Question from John H. from Carmel:
What’s the deal with umbrella policies? It just seems like an added cost, but my agent suggests I add one every year.
Response from Jamie Ianigro:
You are right to say that an umbrella policy is an added cost, but it is well-worth that cost for the additional protection it provides. I always encourage my clients to at least consider adding the extra layer of liability protection that an umbrella/catastrophe policy will add. An umbrella policy is really all about having the peace of mind in knowing that your family and assets are protected.
There are many ways to end up with an umbrella claim but the most common umbrella claim is an auto accident involving multiple injuries and very costly medical bills. The other common claim is an incident on your property that results in injury. Medical and legal costs can eat up the underlying limits of your homeowner, auto, boat or motorcycle policy pretty quickly. Your umbrella policy or your personal assets cover these costs when your policy limits are exhausted.
This is definitely a topic you should discuss with your independent insurance agent to make sure you are protected by a level of coverage that you are comfortable with. Most people should be pretty comfortable with a coverage limit of $1 million, but limits more than $10 million are available if you are looking for more.

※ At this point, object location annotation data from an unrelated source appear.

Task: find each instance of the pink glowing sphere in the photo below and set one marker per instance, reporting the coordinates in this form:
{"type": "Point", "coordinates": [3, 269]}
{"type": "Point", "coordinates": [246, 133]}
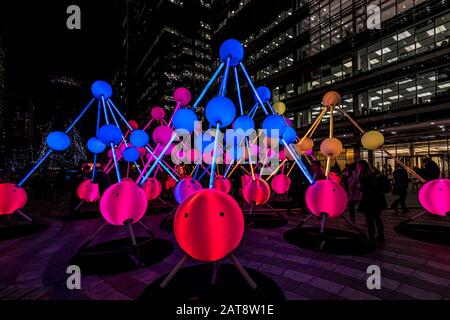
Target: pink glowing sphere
{"type": "Point", "coordinates": [434, 196]}
{"type": "Point", "coordinates": [256, 191]}
{"type": "Point", "coordinates": [209, 225]}
{"type": "Point", "coordinates": [152, 188]}
{"type": "Point", "coordinates": [162, 135]}
{"type": "Point", "coordinates": [170, 183]}
{"type": "Point", "coordinates": [123, 202]}
{"type": "Point", "coordinates": [180, 156]}
{"type": "Point", "coordinates": [182, 95]}
{"type": "Point", "coordinates": [133, 124]}
{"type": "Point", "coordinates": [157, 113]}
{"type": "Point", "coordinates": [88, 191]}
{"type": "Point", "coordinates": [117, 152]}
{"type": "Point", "coordinates": [12, 198]}
{"type": "Point", "coordinates": [185, 188]}
{"type": "Point", "coordinates": [280, 184]}
{"type": "Point", "coordinates": [326, 196]}
{"type": "Point", "coordinates": [222, 183]}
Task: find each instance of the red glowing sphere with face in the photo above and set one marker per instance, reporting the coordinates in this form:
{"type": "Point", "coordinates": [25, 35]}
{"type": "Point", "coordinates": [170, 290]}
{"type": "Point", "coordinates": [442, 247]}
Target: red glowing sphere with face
{"type": "Point", "coordinates": [280, 184]}
{"type": "Point", "coordinates": [185, 188]}
{"type": "Point", "coordinates": [256, 191]}
{"type": "Point", "coordinates": [208, 225]}
{"type": "Point", "coordinates": [12, 198]}
{"type": "Point", "coordinates": [123, 202]}
{"type": "Point", "coordinates": [221, 183]}
{"type": "Point", "coordinates": [88, 191]}
{"type": "Point", "coordinates": [434, 196]}
{"type": "Point", "coordinates": [326, 196]}
{"type": "Point", "coordinates": [152, 188]}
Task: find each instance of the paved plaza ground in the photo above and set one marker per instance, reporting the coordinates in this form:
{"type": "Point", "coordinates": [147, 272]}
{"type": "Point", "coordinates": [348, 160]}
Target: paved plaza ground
{"type": "Point", "coordinates": [410, 269]}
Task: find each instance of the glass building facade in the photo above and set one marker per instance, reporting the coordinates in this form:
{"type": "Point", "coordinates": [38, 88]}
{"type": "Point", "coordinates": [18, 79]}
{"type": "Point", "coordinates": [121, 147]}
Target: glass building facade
{"type": "Point", "coordinates": [389, 59]}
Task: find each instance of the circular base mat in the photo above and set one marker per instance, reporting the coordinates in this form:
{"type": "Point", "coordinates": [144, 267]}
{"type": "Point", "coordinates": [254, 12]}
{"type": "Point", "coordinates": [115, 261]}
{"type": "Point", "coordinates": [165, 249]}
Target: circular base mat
{"type": "Point", "coordinates": [193, 284]}
{"type": "Point", "coordinates": [117, 256]}
{"type": "Point", "coordinates": [84, 215]}
{"type": "Point", "coordinates": [264, 220]}
{"type": "Point", "coordinates": [167, 224]}
{"type": "Point", "coordinates": [333, 241]}
{"type": "Point", "coordinates": [436, 234]}
{"type": "Point", "coordinates": [21, 230]}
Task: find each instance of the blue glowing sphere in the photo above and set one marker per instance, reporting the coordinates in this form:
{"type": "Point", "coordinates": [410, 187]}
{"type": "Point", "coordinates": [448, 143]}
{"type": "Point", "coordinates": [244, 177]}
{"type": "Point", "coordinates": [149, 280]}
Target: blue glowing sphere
{"type": "Point", "coordinates": [109, 133]}
{"type": "Point", "coordinates": [220, 110]}
{"type": "Point", "coordinates": [234, 49]}
{"type": "Point", "coordinates": [264, 93]}
{"type": "Point", "coordinates": [58, 141]}
{"type": "Point", "coordinates": [95, 145]}
{"type": "Point", "coordinates": [101, 88]}
{"type": "Point", "coordinates": [244, 122]}
{"type": "Point", "coordinates": [274, 125]}
{"type": "Point", "coordinates": [289, 135]}
{"type": "Point", "coordinates": [139, 138]}
{"type": "Point", "coordinates": [184, 119]}
{"type": "Point", "coordinates": [131, 154]}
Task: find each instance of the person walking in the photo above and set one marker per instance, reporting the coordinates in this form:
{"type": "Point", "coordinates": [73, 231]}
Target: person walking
{"type": "Point", "coordinates": [353, 190]}
{"type": "Point", "coordinates": [373, 201]}
{"type": "Point", "coordinates": [401, 181]}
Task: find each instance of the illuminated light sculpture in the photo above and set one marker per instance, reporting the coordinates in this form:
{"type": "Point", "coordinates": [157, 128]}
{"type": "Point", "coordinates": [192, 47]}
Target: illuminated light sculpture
{"type": "Point", "coordinates": [185, 188]}
{"type": "Point", "coordinates": [256, 192]}
{"type": "Point", "coordinates": [372, 140]}
{"type": "Point", "coordinates": [280, 184]}
{"type": "Point", "coordinates": [326, 197]}
{"type": "Point", "coordinates": [209, 225]}
{"type": "Point", "coordinates": [222, 183]}
{"type": "Point", "coordinates": [152, 188]}
{"type": "Point", "coordinates": [88, 191]}
{"type": "Point", "coordinates": [434, 196]}
{"type": "Point", "coordinates": [122, 203]}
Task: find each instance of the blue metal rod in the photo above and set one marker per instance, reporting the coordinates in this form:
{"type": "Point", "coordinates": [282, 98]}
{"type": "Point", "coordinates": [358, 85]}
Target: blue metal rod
{"type": "Point", "coordinates": [299, 163]}
{"type": "Point", "coordinates": [214, 159]}
{"type": "Point", "coordinates": [99, 109]}
{"type": "Point", "coordinates": [200, 97]}
{"type": "Point", "coordinates": [146, 147]}
{"type": "Point", "coordinates": [34, 168]}
{"type": "Point", "coordinates": [116, 164]}
{"type": "Point", "coordinates": [104, 110]}
{"type": "Point", "coordinates": [223, 86]}
{"type": "Point", "coordinates": [238, 89]}
{"type": "Point", "coordinates": [204, 172]}
{"type": "Point", "coordinates": [228, 169]}
{"type": "Point", "coordinates": [253, 88]}
{"type": "Point", "coordinates": [80, 115]}
{"type": "Point", "coordinates": [149, 172]}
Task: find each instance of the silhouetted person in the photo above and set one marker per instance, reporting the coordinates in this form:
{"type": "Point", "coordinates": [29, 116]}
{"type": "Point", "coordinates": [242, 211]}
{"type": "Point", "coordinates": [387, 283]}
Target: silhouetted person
{"type": "Point", "coordinates": [372, 202]}
{"type": "Point", "coordinates": [431, 170]}
{"type": "Point", "coordinates": [401, 181]}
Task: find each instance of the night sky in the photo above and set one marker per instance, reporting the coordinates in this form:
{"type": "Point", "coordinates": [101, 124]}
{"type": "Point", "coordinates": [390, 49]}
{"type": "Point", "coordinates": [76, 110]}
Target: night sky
{"type": "Point", "coordinates": [38, 43]}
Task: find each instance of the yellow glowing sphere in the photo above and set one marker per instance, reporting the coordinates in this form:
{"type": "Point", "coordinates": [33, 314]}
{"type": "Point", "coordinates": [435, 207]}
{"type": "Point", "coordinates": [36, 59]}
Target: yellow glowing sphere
{"type": "Point", "coordinates": [306, 144]}
{"type": "Point", "coordinates": [279, 107]}
{"type": "Point", "coordinates": [331, 147]}
{"type": "Point", "coordinates": [331, 99]}
{"type": "Point", "coordinates": [372, 140]}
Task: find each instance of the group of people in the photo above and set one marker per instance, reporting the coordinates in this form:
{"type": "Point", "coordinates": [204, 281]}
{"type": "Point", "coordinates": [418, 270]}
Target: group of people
{"type": "Point", "coordinates": [367, 188]}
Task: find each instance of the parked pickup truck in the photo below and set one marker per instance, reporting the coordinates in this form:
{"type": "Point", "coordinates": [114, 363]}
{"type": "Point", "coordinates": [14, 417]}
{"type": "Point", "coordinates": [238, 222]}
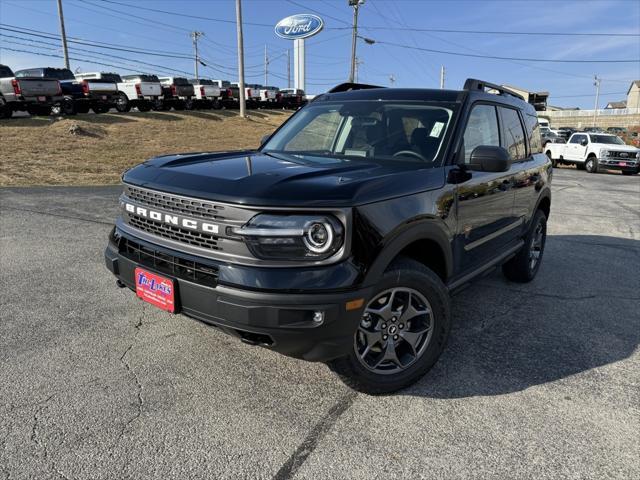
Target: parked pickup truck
{"type": "Point", "coordinates": [101, 88]}
{"type": "Point", "coordinates": [292, 98]}
{"type": "Point", "coordinates": [177, 92]}
{"type": "Point", "coordinates": [268, 96]}
{"type": "Point", "coordinates": [141, 91]}
{"type": "Point", "coordinates": [228, 98]}
{"type": "Point", "coordinates": [207, 93]}
{"type": "Point", "coordinates": [74, 98]}
{"type": "Point", "coordinates": [595, 151]}
{"type": "Point", "coordinates": [35, 95]}
{"type": "Point", "coordinates": [342, 237]}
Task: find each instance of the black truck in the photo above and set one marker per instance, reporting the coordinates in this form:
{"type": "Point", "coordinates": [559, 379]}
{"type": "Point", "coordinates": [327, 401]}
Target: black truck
{"type": "Point", "coordinates": [342, 238]}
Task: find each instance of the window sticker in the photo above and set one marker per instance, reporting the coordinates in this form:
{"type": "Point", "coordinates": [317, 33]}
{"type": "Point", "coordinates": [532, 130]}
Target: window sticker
{"type": "Point", "coordinates": [437, 128]}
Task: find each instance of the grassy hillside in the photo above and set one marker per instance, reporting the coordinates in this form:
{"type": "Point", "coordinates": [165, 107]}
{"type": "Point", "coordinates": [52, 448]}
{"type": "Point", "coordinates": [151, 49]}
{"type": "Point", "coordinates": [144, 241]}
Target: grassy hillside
{"type": "Point", "coordinates": [96, 149]}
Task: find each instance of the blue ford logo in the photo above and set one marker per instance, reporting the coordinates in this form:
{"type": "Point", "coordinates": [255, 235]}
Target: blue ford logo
{"type": "Point", "coordinates": [299, 26]}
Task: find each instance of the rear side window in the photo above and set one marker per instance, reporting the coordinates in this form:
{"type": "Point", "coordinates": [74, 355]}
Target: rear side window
{"type": "Point", "coordinates": [5, 72]}
{"type": "Point", "coordinates": [513, 134]}
{"type": "Point", "coordinates": [533, 132]}
{"type": "Point", "coordinates": [482, 129]}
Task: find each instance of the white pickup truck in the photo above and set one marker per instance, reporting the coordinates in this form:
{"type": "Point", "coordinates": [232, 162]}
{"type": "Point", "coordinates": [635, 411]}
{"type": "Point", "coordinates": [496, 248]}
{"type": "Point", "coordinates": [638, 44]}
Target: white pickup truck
{"type": "Point", "coordinates": [207, 93]}
{"type": "Point", "coordinates": [594, 151]}
{"type": "Point", "coordinates": [141, 91]}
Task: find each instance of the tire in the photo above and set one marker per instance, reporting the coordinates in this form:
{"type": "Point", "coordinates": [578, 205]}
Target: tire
{"type": "Point", "coordinates": [100, 108]}
{"type": "Point", "coordinates": [554, 163]}
{"type": "Point", "coordinates": [522, 268]}
{"type": "Point", "coordinates": [123, 104]}
{"type": "Point", "coordinates": [143, 106]}
{"type": "Point", "coordinates": [404, 279]}
{"type": "Point", "coordinates": [82, 107]}
{"type": "Point", "coordinates": [5, 110]}
{"type": "Point", "coordinates": [66, 107]}
{"type": "Point", "coordinates": [591, 165]}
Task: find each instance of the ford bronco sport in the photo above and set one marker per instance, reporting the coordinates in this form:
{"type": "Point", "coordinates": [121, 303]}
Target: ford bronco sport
{"type": "Point", "coordinates": [343, 236]}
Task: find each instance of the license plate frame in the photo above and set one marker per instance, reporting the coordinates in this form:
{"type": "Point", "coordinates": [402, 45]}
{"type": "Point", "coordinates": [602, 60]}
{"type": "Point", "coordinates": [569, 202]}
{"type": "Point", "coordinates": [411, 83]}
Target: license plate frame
{"type": "Point", "coordinates": [156, 289]}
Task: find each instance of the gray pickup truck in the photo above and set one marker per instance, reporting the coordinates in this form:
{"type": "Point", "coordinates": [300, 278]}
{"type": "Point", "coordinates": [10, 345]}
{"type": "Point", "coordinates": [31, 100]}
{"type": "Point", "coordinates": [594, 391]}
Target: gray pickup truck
{"type": "Point", "coordinates": [35, 95]}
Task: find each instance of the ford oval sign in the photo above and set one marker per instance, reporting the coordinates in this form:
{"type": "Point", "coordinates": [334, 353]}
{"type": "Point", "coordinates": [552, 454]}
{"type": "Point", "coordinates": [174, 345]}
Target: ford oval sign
{"type": "Point", "coordinates": [299, 26]}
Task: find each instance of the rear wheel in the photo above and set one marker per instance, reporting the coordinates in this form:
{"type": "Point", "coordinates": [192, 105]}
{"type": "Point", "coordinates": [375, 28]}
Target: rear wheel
{"type": "Point", "coordinates": [5, 110]}
{"type": "Point", "coordinates": [591, 164]}
{"type": "Point", "coordinates": [144, 106]}
{"type": "Point", "coordinates": [100, 108]}
{"type": "Point", "coordinates": [403, 331]}
{"type": "Point", "coordinates": [524, 266]}
{"type": "Point", "coordinates": [122, 103]}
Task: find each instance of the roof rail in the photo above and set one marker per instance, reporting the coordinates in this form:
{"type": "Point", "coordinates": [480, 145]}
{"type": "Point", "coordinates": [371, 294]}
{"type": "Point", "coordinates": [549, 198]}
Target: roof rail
{"type": "Point", "coordinates": [473, 84]}
{"type": "Point", "coordinates": [346, 87]}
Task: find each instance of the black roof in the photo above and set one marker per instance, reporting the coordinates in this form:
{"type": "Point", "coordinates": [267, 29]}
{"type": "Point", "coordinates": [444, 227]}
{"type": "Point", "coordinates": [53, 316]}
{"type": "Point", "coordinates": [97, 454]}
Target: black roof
{"type": "Point", "coordinates": [473, 90]}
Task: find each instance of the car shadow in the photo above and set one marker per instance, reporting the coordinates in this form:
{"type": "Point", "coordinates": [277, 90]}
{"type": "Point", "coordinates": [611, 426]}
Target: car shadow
{"type": "Point", "coordinates": [580, 313]}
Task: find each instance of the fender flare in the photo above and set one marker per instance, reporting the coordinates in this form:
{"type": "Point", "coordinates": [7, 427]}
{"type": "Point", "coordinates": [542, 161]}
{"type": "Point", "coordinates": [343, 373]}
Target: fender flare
{"type": "Point", "coordinates": [424, 230]}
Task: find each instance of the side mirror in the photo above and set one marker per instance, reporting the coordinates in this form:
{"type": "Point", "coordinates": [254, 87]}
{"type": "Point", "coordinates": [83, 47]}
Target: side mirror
{"type": "Point", "coordinates": [486, 158]}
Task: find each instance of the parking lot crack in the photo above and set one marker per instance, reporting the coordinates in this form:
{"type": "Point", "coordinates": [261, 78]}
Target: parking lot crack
{"type": "Point", "coordinates": [311, 441]}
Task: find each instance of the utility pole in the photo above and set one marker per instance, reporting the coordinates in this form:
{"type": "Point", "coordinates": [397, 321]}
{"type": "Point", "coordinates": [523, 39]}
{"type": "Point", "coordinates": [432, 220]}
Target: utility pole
{"type": "Point", "coordinates": [266, 66]}
{"type": "Point", "coordinates": [240, 59]}
{"type": "Point", "coordinates": [63, 34]}
{"type": "Point", "coordinates": [196, 58]}
{"type": "Point", "coordinates": [596, 83]}
{"type": "Point", "coordinates": [354, 36]}
{"type": "Point", "coordinates": [288, 68]}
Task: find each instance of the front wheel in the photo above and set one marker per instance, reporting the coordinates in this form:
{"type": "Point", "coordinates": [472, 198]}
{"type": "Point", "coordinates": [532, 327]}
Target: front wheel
{"type": "Point", "coordinates": [591, 165]}
{"type": "Point", "coordinates": [525, 265]}
{"type": "Point", "coordinates": [402, 332]}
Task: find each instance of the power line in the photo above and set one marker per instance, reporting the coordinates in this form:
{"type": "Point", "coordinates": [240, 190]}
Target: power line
{"type": "Point", "coordinates": [496, 32]}
{"type": "Point", "coordinates": [494, 57]}
{"type": "Point", "coordinates": [106, 46]}
{"type": "Point", "coordinates": [176, 14]}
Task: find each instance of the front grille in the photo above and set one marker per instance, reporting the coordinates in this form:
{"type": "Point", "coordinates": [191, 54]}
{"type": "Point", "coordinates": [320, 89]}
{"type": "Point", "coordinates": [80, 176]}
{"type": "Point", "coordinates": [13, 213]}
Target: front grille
{"type": "Point", "coordinates": [175, 204]}
{"type": "Point", "coordinates": [164, 263]}
{"type": "Point", "coordinates": [171, 232]}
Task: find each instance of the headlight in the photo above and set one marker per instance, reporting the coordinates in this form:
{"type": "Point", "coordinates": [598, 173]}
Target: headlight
{"type": "Point", "coordinates": [292, 237]}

I don’t want to say that umbrella claims are unpreventable because they are the type of claims that happen no matter how prepared you are. There are some things that make a claim more likely, such as having a pool, living on a lake, having a young driver or owning a boat/ATV/snow mobile (basically anything fun).
A quick claim scenario… The son of a policy holder was driving his car on a short road trip with a friend, the claimant. The car drifted off the road and into a phone pole when the son fell asleep at the wheel. The passenger was hospitalized for more than a month with broken bones and internal injuries. The hospitalization was followed by some time in a wheelchair, but he was able to walk again after six months of physical therapy. This claim cost $800,000 with $300,000 coming from the auto limits and $500,000 coming from the umbrella limits.